Alors, je surfe, je zape, je clique. Je cherche les âmes sœurs, les textes, les photos. Je cherche dans mes archives des photos, des images que je pourrais associer à ce texte que je n’arrive pas à écrire.

Finalement, je décide juste de raconter ma petite histoire de la presse, telle que je l’ai vécu.

Je voudrais rappeler que la liberté de la presse s’est gagnée par une lutte âpre, en ces temps lointains où la censure veillait et où l’on risquait la prison pour avoir pensé, écrit trop librement, dans les années 60-70. Je voudrais raconter comment au lendemain de la guerre d’Algérie, les Porteurs de valises, les combattants français et algériens, sortant de la clandestinité ou de prison, ceux qui constituaient ce qu’on appelait la Fédération de France du FLN se réunissaient interminablement, inlassablement, jours après jours, soirs après soirs pour s’interroger sur la suite, sur l’après guerre.
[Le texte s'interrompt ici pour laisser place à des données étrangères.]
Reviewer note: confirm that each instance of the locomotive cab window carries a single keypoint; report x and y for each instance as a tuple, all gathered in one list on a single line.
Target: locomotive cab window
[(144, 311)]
Pour les Algériens, ils avaient une Algérie nouvelle à construire. Ils disaient «Il faut faire de la culture, il faut éduquer le peuple. c’est par la culture que le peuple se libérera». Les Français disaient «il faut imposer les syndicats, retourner dans nos usines, nos entreprises. C’est le syndicat qui nous libérera».

Un jour, Simon, ouvrier métallo, responsable des réseaux de Porteurs de valises dit «C’est Mohammed qui a raison. C’est par la culture que le peuple se libérera. Il faut qu’on fasse des journaux, des livres.» Et c’est comme ça que la première imprimerie, sorte de coopérative ouvrière improvisée est née, et que les journaux se sont multipliés. Politiques, féministes, érotiques, artistiques, homosexuels, antimilitaristes… D’un coup tout le monde avait quelque chose à dire, à écrire, à revendiquer. Il en venait de partout : du Moyen-Orient, d’Afrique, d’Asie. Les Africains en pleine décolonisation, venaient jusqu’à Paris pour faire imprimer là leurs livres interdits. Palestiniens, Iraniens, Irakiens se croisaient là. Des typographes russes traduisaient instantanément les textes.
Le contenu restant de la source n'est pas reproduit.